Я тотчас же отдал приказание двум агентам проследить за этим генералом. Они проводили его вплоть до дверей Военного министерства, и один из них спросил привратника, кто этот господин, только что вошедший.
— Генерал Кафарель, помощник начальника Генерального штаба! — последовал ответ.
Я был ошеломлен.
Итак, французский генерал лично подтвердил какому-то Ланглуа, что гарантирует обещания госпожи Лимузен!
Само собой разумеется, я тотчас же отправился к господину Граньону доложить обо всем случившемся.
Префект полиции не хотел верить, что генерал, которого мы видели, был действительно генерал Кафарель.
Он дал мне понять, что, может быть, переодетый мошенник, заметив, что за ним следят, был настолько дерзок, что вошел в министерство, а привратник, обманутый сходством, ответил, не рассмотрев его хорошенько.
Тем не менее господин Граньон соглашался, что дело очень серьезно, так как (необходимо заметить) в первоначальном доносе был намек, будто госпожа Лимузен намерена продать военные тайны Германии.
Как уже известно, впоследствии разъяснилось, что в этом обвинении не было ни одного слова правды.
Господин Граньон полагал, что должен, прежде всего, уведомить правительство, и отправился к непосредственному своему начальнику, министру внутренних дел, но так как тот был в отсутствии, то пришлось обратиться к господину Рувье, тогдашнему президенту Совета министров, у которого он и попросил инструкций.
Господин Рувье был того мнения, что необходимо послать названного Ланглуа в Военное министерство, чтобы не оставалось никакого сомнения относительно личности генерала Кафареля.
По приказанию Граньона, которое я передал моему агенту, тот написал генералу Кафарелю, что обстоятельства заставляют его немедленно уехать из Парижа и что он просит принять его в министерстве, хотя был воскресный день.
В тот день, а именно 1 сентября, Ланглуа был принят генералом Кафарелем в кабинете помощника начальника Генерального штаба, и мой агент узнал то самое лицо, которому он был представлен госпожой Лимузен.
Кроме того, для большей уверенности и для более тщательного контроля, я послал с ним одного из моих секретарей. На этот раз уже не могло остаться никакого сомнения.
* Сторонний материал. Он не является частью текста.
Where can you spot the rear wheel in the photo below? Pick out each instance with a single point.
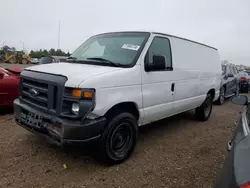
(119, 138)
(203, 112)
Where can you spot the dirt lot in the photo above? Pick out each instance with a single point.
(176, 152)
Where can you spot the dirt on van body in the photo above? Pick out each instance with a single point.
(175, 152)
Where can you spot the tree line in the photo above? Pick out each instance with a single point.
(52, 52)
(34, 53)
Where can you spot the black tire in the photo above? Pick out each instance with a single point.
(221, 98)
(203, 112)
(119, 138)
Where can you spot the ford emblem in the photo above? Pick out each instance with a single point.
(33, 92)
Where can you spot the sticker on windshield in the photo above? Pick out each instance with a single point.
(131, 47)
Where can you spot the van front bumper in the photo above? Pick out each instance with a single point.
(59, 131)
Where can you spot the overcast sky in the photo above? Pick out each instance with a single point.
(224, 24)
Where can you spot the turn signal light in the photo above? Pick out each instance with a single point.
(245, 185)
(88, 94)
(76, 93)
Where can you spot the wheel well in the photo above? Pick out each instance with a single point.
(130, 107)
(211, 92)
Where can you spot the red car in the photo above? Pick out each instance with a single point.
(9, 83)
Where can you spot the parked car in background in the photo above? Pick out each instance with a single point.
(47, 60)
(34, 61)
(236, 169)
(9, 82)
(244, 81)
(229, 83)
(115, 82)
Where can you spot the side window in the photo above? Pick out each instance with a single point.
(234, 71)
(231, 70)
(159, 46)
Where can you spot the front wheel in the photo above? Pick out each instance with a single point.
(221, 98)
(119, 138)
(203, 112)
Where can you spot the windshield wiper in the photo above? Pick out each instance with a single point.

Генерал Кафарель был сообщником или неосторожной жертвой интриганки, при обстоятельствах, опасных для национальной безопасности. Во всяком случае, он сделал промах, приняв Ланглуа. По крайней мере, никто не имел права сказать, что агент, посланный мной, был агентом-подстрекателем.
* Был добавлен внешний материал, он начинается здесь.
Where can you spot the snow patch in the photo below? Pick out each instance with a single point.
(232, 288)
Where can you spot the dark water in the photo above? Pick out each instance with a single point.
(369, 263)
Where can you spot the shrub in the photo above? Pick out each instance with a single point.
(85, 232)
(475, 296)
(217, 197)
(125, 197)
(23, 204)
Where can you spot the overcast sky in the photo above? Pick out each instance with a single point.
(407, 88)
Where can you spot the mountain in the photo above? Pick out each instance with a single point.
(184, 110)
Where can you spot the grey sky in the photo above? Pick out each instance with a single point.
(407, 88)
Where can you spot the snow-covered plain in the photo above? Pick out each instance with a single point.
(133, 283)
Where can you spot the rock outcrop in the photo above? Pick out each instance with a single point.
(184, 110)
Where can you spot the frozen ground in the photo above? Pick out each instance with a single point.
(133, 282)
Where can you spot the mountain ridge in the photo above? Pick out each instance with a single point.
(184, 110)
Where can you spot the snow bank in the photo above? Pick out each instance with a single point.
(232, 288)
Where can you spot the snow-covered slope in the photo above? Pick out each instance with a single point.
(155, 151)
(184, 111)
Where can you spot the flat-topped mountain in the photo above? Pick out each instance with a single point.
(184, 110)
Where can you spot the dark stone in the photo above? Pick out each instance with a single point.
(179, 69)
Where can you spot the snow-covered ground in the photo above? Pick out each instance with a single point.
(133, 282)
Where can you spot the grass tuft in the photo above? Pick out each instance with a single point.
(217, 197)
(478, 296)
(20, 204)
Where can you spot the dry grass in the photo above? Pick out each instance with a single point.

Тем не менее, чтобы подвести этот случай под рубрику преступлений, предусмотренных сводом законов — если бы даже со стороны генерала Кафареля было какое-нибудь обещание и если бы он выказал свою солидарность с госпожой Лимузен, — все-таки нужно было, чтобы обещания госпожи Лимузен и генерала не оправдали доверия и потерпевший счел бы себя обманутым.
Дело в том, что в своде законов не был предусмотрен подобный случай и не имеется параграфа, определяющего наказание за продажу орденов Почетного легиона.
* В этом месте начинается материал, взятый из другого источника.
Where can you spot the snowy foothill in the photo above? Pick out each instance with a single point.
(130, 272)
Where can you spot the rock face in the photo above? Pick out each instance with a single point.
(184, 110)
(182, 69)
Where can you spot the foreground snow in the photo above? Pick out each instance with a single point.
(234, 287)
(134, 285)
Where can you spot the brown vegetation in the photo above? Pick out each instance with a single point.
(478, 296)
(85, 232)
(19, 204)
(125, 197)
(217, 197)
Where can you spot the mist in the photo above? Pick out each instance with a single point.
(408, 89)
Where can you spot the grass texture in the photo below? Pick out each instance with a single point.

Пришлось до некоторой степени обойти закон и дать делу такое толкование: будто продавец орденов, действуя произвольно, тайно сбывал чужую собственность.
Господин Граньон отвез рапорт моего агента и, может быть, даже всю папку с бумагами по этому делу к председателю Совета министров и к генералу Феррону. Впрочем, на этот счет я ничего не знаю достоверно. Мне известно только, что впоследствии мой начальник не пожелал ничего сказать перед следственной комиссией и просил министра внутренних дел освободить его от профессиональной тайны.
Но в тот визит Граньон высказал председателю Совета и военному министру, что констатированные факты не должны служить поводом к юридическому преследованию и что, по его мнению, ради чести и достоинства армии, в которой нежелательно подрывать доверие солдата к начальнику, а также для того, чтобы не дать повода к разговорам на публике, что лицо, способное продавать за деньги ордена, может быть способно на нечто худшее, не следует предавать это дело огласке и ограничиться исключением из армии скомпрометированного лица.
Рувье присоединился к этому мнению, по вопросам, чтобы у госпожи Лимузен был сделан вторичный обыск.
Я возвратился на бульвар Ваграм и, насколько мне помнится, не нашел больше никаких важных бумаг.
5 октября Граньон был вызван в Военное министерство. Здесь генерал Феррон, спросив у него несколько дополнительных сведений, попросил его подождать в соседней комнате, пока он покончит объяснение с генералом Кафарелем.